Digital Terrain Model Generalization for Multiscale Use

Abstract

Geomatics techniques and applications to process lidar data, large-scale map, stereo-pair airborne photos, and Very High Resolution satellite imagery allow building very detailed Digital Terrain Models. Indeed, in studies characterized by a smaller reference scale, lower resolution models are required to handle a smaller amount of data. Therefore, rather than producing more models with different resolutions, it is preferable to create only one of the multiscale types by using generalization techniques. Different approaches are described in literature in order to achieve this purpose and the results are different in relation to the technique used. This paper aims to compare different algorithms and procedures for Digital Terrain Model generalization.
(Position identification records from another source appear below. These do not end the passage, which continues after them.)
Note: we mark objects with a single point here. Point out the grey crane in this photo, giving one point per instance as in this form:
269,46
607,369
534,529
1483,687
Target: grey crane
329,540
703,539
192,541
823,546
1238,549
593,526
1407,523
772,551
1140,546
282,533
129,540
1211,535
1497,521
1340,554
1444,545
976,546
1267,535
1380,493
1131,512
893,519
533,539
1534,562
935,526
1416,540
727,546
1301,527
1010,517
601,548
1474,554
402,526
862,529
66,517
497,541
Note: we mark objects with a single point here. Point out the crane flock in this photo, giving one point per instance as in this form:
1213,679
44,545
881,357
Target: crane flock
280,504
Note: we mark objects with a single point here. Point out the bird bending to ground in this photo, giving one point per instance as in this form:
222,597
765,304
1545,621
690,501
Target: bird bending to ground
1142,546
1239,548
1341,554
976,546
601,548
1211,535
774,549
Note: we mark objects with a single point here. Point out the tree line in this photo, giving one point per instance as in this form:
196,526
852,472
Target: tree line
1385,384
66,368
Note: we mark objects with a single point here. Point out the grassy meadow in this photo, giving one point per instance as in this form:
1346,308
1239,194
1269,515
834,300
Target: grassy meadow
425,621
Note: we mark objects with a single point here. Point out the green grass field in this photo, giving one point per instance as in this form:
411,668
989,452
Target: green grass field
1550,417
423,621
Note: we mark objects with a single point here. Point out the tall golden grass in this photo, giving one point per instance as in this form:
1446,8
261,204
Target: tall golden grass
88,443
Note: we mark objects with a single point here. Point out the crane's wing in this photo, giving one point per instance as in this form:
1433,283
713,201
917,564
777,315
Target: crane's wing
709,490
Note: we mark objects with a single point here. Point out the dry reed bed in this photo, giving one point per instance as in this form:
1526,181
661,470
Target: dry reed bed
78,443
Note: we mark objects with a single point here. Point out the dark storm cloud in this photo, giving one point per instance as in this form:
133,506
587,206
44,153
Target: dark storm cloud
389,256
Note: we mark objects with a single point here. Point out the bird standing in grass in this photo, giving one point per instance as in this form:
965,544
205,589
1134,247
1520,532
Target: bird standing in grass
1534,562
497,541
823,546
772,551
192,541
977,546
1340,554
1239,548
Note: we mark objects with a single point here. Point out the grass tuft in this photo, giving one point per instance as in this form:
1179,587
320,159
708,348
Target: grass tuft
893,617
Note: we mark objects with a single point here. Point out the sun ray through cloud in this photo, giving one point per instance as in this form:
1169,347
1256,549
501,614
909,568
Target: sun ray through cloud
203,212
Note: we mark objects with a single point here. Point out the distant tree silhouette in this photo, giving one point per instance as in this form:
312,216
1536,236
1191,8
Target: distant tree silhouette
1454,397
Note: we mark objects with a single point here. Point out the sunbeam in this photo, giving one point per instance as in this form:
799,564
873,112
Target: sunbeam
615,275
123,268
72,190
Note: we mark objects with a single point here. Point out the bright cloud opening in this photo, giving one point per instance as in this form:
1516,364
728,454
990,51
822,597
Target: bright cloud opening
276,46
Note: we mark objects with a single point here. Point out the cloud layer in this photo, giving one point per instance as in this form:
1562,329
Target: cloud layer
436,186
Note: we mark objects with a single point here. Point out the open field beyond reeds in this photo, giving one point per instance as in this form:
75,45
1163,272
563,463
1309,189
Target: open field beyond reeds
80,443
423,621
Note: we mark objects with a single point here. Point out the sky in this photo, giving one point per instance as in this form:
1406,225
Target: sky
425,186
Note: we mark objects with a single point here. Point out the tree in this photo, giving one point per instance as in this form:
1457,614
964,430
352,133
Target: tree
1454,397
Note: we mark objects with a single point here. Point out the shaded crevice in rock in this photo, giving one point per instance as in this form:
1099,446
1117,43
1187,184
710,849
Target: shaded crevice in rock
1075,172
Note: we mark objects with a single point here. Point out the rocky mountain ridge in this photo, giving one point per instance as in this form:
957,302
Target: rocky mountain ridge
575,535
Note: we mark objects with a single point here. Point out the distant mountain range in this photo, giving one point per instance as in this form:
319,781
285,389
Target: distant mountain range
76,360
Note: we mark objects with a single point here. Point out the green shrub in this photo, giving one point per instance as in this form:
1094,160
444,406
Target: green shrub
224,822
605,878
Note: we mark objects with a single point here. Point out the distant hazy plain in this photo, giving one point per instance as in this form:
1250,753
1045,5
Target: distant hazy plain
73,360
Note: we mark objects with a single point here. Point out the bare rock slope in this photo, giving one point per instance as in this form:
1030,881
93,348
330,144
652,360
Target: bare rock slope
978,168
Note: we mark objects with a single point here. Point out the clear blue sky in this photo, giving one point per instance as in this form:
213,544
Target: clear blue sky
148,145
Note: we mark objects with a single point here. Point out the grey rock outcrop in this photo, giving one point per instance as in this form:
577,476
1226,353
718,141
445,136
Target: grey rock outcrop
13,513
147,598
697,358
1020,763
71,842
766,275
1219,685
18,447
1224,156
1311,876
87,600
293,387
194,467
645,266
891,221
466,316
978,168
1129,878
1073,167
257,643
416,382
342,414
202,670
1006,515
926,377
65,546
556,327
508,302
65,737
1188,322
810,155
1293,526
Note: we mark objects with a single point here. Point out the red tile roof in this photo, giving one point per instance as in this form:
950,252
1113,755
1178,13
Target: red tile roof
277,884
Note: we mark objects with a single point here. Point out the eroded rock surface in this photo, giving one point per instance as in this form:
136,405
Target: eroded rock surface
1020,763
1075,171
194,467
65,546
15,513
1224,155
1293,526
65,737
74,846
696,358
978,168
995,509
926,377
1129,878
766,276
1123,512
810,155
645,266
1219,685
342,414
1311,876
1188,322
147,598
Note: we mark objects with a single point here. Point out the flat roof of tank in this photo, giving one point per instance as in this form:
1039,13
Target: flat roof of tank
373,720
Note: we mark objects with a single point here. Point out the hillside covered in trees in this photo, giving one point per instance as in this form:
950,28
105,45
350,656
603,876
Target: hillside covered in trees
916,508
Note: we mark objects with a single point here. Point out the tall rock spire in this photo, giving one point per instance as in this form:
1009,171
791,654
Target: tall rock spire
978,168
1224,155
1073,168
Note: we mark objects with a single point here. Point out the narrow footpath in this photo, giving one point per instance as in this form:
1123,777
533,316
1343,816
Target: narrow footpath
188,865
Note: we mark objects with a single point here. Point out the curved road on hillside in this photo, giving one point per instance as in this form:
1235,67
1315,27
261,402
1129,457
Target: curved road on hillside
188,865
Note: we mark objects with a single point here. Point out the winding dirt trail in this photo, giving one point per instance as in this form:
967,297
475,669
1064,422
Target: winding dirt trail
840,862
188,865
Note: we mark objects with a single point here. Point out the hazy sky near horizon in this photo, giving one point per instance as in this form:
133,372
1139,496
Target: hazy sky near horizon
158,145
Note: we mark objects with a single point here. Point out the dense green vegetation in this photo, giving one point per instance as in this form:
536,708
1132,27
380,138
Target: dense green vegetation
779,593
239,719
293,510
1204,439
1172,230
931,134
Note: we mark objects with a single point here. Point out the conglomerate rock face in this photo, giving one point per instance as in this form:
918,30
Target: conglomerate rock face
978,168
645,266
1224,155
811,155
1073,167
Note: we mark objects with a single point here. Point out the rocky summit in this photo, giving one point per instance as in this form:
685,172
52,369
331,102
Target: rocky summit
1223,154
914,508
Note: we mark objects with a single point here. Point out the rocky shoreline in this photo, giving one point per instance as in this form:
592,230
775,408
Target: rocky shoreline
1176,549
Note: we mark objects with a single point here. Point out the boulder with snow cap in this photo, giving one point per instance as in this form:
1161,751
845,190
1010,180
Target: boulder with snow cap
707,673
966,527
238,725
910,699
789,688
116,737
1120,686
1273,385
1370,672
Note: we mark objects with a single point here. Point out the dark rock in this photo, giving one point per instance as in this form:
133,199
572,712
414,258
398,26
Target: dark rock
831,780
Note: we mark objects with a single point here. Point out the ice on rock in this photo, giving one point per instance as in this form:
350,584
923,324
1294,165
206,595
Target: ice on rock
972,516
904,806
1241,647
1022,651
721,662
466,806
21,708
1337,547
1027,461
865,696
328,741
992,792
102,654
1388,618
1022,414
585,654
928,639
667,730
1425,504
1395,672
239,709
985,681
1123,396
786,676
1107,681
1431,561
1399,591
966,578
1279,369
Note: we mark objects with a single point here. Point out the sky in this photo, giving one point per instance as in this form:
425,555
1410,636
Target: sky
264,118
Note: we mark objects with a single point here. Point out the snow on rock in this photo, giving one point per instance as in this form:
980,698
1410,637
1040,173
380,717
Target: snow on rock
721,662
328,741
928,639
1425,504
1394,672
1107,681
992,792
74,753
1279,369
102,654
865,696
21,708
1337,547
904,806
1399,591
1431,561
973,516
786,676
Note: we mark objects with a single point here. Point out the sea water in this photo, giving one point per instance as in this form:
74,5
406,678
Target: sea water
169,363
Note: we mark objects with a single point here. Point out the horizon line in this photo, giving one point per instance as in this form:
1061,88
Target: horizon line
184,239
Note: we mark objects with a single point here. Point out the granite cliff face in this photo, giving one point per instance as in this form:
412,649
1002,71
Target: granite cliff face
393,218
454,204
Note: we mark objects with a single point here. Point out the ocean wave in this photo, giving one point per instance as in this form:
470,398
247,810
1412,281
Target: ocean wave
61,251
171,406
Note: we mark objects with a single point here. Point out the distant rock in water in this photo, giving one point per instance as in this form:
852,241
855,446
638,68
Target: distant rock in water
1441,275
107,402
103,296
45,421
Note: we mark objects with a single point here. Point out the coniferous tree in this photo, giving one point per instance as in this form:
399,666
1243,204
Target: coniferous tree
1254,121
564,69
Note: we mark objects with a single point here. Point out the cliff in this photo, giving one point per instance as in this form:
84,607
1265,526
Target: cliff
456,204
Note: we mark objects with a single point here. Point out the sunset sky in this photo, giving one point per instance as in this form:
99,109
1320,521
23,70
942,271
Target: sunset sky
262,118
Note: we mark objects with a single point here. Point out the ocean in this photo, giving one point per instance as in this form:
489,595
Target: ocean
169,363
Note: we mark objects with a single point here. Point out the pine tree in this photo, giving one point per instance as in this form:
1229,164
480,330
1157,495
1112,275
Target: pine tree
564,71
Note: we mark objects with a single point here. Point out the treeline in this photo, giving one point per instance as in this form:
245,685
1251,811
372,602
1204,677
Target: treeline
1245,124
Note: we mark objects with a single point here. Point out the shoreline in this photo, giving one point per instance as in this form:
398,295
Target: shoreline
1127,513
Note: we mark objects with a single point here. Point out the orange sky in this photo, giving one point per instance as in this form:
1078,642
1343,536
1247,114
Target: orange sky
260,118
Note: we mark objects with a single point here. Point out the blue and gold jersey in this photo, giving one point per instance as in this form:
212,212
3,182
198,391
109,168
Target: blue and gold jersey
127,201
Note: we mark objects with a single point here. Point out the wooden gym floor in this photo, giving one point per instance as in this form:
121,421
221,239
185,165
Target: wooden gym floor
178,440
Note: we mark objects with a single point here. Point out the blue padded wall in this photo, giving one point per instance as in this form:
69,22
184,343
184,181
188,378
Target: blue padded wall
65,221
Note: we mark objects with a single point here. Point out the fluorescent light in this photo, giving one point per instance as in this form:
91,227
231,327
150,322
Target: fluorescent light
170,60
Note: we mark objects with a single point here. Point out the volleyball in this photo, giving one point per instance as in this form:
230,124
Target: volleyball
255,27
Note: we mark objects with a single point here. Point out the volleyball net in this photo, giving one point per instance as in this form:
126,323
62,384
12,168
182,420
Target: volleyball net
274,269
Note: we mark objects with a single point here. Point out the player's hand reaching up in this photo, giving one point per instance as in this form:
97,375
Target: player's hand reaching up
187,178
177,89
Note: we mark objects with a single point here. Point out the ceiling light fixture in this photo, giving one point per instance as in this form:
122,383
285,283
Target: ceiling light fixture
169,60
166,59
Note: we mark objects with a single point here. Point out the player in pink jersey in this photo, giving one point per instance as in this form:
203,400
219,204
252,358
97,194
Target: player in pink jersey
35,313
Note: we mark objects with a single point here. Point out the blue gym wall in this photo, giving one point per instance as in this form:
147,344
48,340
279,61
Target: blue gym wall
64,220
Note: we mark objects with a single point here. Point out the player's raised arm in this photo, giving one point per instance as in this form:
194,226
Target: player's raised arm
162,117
The area selected for this study presents a variegate zone with variable slopes, in order to examine the generalization process in different gradient ranges. Elevation data are extracted from 1:5,000 scale mapping and processed with Geostatistical Analyst to produce Digital Terrain Models with 4 m cell resolution. Five different approaches for generalization are adopted and compared: two based on filtering algorithms (respectively media and median), three on regeneration of Digital Terrain Model interpolating contours or elevation points extracted from the starting model. A new index is provided to evaluate each resulting model also in reference to its capacity to preserve the initial significant values. All the operations are carried out using the Geographic Information System software.